Thank you Elyssa, for your article. I too was the tallest until puberty and hips and breasts appeared. I ate to cover feelings until 250 lbs are on the body at age 68. This is the 1st time I put it in writing. I have hidden under frumpy clothes and never wore my cinchure. I have to lose the weight for my health and am really watching what I eat and doing armchair exercises. To hear you say that God loves us even our bellies gave me chills. I can honestly say I have not heard that before. God bless you.
Thank you Elyssa for letting us know you are out there teaching today’s young women. I was always very tiny and often overlooked. So I learned to speak up . I ignored my crooked teeth and skinny body. My parents told me how beautiful I was and I believed them. I was bullied in a new high school but I just told her to talk to my three brothers. I knew I was loved by God and just tried hard to love others. My best friend for life, who I met when I was nineteen years old, weighed about 400 pounds to my 80 and was a good foot taller than me. But we didn’t care and championed each other and loved everyone. I will be 75 in a couple of weeks and my body is still beautiful. Thank goodness for my parents and pastors who showed me what love is about.

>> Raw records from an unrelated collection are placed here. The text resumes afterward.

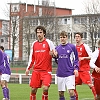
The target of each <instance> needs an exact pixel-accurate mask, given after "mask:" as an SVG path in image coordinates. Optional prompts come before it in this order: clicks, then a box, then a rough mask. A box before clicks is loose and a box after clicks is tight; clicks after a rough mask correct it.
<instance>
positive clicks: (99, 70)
mask: <svg viewBox="0 0 100 100" xmlns="http://www.w3.org/2000/svg"><path fill="white" fill-rule="evenodd" d="M98 55H99V50H95V51H94V52H93V53H92V56H91V60H90V67H91V68H93V69H95V71H96V72H100V68H98V67H97V66H96V65H95V62H96V60H97V58H98Z"/></svg>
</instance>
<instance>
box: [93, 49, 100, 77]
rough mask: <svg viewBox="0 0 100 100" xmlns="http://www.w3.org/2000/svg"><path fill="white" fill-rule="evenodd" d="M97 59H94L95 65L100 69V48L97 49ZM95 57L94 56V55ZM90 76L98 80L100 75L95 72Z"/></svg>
mask: <svg viewBox="0 0 100 100" xmlns="http://www.w3.org/2000/svg"><path fill="white" fill-rule="evenodd" d="M97 53H98V57H97V59H96V62H95V65H96V66H97V67H99V68H100V48H99V49H98V52H97ZM95 56H96V55H95ZM92 76H93V77H95V78H100V73H97V72H96V71H95V70H94V71H93V73H92Z"/></svg>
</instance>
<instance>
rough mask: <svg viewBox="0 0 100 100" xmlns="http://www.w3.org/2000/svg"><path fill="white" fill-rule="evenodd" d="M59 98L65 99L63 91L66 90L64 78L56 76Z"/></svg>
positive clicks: (64, 78)
mask: <svg viewBox="0 0 100 100" xmlns="http://www.w3.org/2000/svg"><path fill="white" fill-rule="evenodd" d="M57 84H58V91H59V100H65V97H64V92H65V91H66V84H65V78H63V77H57Z"/></svg>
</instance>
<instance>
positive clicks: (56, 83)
mask: <svg viewBox="0 0 100 100" xmlns="http://www.w3.org/2000/svg"><path fill="white" fill-rule="evenodd" d="M55 84H57V76H56V74H55Z"/></svg>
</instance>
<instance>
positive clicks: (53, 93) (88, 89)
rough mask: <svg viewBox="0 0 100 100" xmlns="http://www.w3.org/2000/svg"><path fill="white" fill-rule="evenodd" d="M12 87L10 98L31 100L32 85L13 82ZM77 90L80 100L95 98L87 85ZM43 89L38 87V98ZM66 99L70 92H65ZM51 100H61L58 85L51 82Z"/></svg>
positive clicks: (38, 97)
mask: <svg viewBox="0 0 100 100" xmlns="http://www.w3.org/2000/svg"><path fill="white" fill-rule="evenodd" d="M8 86H9V89H10V100H29V95H30V90H31V89H30V87H29V85H28V84H15V83H13V84H11V83H9V85H8ZM77 90H78V93H79V100H93V95H92V92H91V90H90V89H89V87H88V86H87V85H82V86H77ZM41 95H42V89H41V88H40V89H38V92H37V100H41ZM2 98H3V96H2V89H0V100H2ZM65 98H66V100H70V99H69V94H68V92H67V91H66V92H65ZM49 100H59V99H58V90H57V85H55V84H51V86H50V88H49Z"/></svg>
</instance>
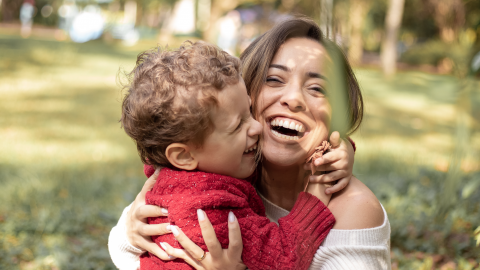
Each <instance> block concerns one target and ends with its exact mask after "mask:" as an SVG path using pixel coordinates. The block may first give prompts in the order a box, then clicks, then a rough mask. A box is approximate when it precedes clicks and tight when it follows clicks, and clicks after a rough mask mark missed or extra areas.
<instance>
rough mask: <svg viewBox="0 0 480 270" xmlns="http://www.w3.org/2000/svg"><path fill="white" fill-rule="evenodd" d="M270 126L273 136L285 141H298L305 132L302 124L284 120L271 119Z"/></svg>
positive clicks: (270, 121)
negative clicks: (281, 139) (295, 140)
mask: <svg viewBox="0 0 480 270" xmlns="http://www.w3.org/2000/svg"><path fill="white" fill-rule="evenodd" d="M270 126H271V130H272V133H273V134H274V135H275V136H277V137H279V138H282V139H286V140H298V139H300V138H301V137H302V136H303V132H305V127H304V126H303V124H302V123H299V122H295V121H292V120H288V119H284V118H276V119H272V120H271V121H270Z"/></svg>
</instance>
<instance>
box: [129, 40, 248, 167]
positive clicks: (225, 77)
mask: <svg viewBox="0 0 480 270" xmlns="http://www.w3.org/2000/svg"><path fill="white" fill-rule="evenodd" d="M240 66H241V63H240V60H239V59H238V58H237V57H234V56H231V55H229V54H228V53H226V52H224V51H222V50H221V49H219V48H218V47H216V46H214V45H211V44H208V43H205V42H202V41H198V42H195V43H192V42H190V41H186V42H184V43H183V44H182V46H181V47H180V48H179V49H178V50H174V51H168V50H162V49H161V48H156V49H154V50H149V51H145V52H143V53H141V54H139V55H138V57H137V63H136V66H135V68H134V69H133V71H132V72H130V73H128V74H126V76H127V79H128V83H127V84H126V85H125V86H124V88H125V89H128V93H127V95H126V96H125V98H124V99H123V104H122V118H121V120H120V121H121V124H122V127H123V129H124V130H125V132H126V133H127V134H128V136H130V137H131V138H132V139H133V140H134V141H135V143H136V145H137V149H138V153H139V155H140V158H141V159H142V162H143V163H145V164H150V165H154V166H167V167H172V165H171V164H170V163H169V162H168V160H167V158H166V156H165V150H166V149H167V146H168V145H170V144H172V143H187V142H190V143H193V144H194V145H195V146H200V147H201V145H202V143H203V142H204V140H205V138H206V136H207V135H208V134H210V133H211V132H212V130H213V123H212V122H211V119H210V111H211V109H212V108H213V106H216V105H217V99H216V92H217V91H219V90H222V89H223V88H225V86H227V85H232V84H236V83H238V81H239V78H240Z"/></svg>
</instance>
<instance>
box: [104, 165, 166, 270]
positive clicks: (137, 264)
mask: <svg viewBox="0 0 480 270" xmlns="http://www.w3.org/2000/svg"><path fill="white" fill-rule="evenodd" d="M157 177H158V172H156V173H154V174H153V175H152V176H151V177H149V178H148V180H147V181H146V182H145V184H144V186H143V188H142V190H141V191H140V193H139V194H138V195H137V197H136V198H135V201H134V202H133V203H132V204H131V205H129V206H128V207H126V208H125V210H123V213H122V216H121V217H120V220H119V221H118V224H117V225H116V226H115V227H113V228H112V230H111V231H110V235H109V238H108V250H109V252H110V257H111V258H112V261H113V263H114V264H115V266H117V268H119V269H125V270H127V269H128V270H130V269H131V270H133V269H137V268H138V267H139V257H140V255H142V254H143V253H144V252H145V251H149V252H151V253H153V254H155V255H156V256H157V257H159V258H161V259H163V260H172V259H174V258H172V257H170V256H169V255H168V254H167V253H165V251H163V250H162V249H161V248H160V247H158V246H157V245H156V244H155V243H153V242H152V240H151V238H150V236H152V235H163V234H167V233H171V231H169V230H168V229H167V226H168V225H169V224H156V225H149V224H147V222H146V219H147V217H156V216H166V215H168V212H166V211H165V210H163V209H161V208H160V207H158V206H154V205H145V194H146V192H147V191H149V190H151V189H152V187H153V185H154V184H155V181H156V179H157ZM162 210H163V211H162Z"/></svg>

Thanks be to GOD the creator of all HUMANITY surely we are all His images and should live to glorify HIM . We were wonderfully created
Great article E! And great ministry to young women– much needed to counter our cultural excesses. Just want to say that by African American beauty standards, you ROCK! Size 16 is on the petite side for many sisters of color and African American culture values roundness and curves as an expression of abundance and life-force. Just to say that Euro-centric anorexic beauty standards aren’t the only ones out there, even if they get top billing most of the time. But luscious or lean, curvy or straight, we are ALL wonderfully made by our Creator. Stay healthy, fit and spiritually vibrant as you are and rock those curves with confidence!
What a wonderful and powerful article! I can very much relate to this article, as I’m a plus sized 47-year-old woman myself, who has decided to be “natural” and let the grey hair shine brightly! I thank God for a mom who raised me to be comfortable in my own skin, and for woman such as yourself who write articles such as these to continue to inspire us.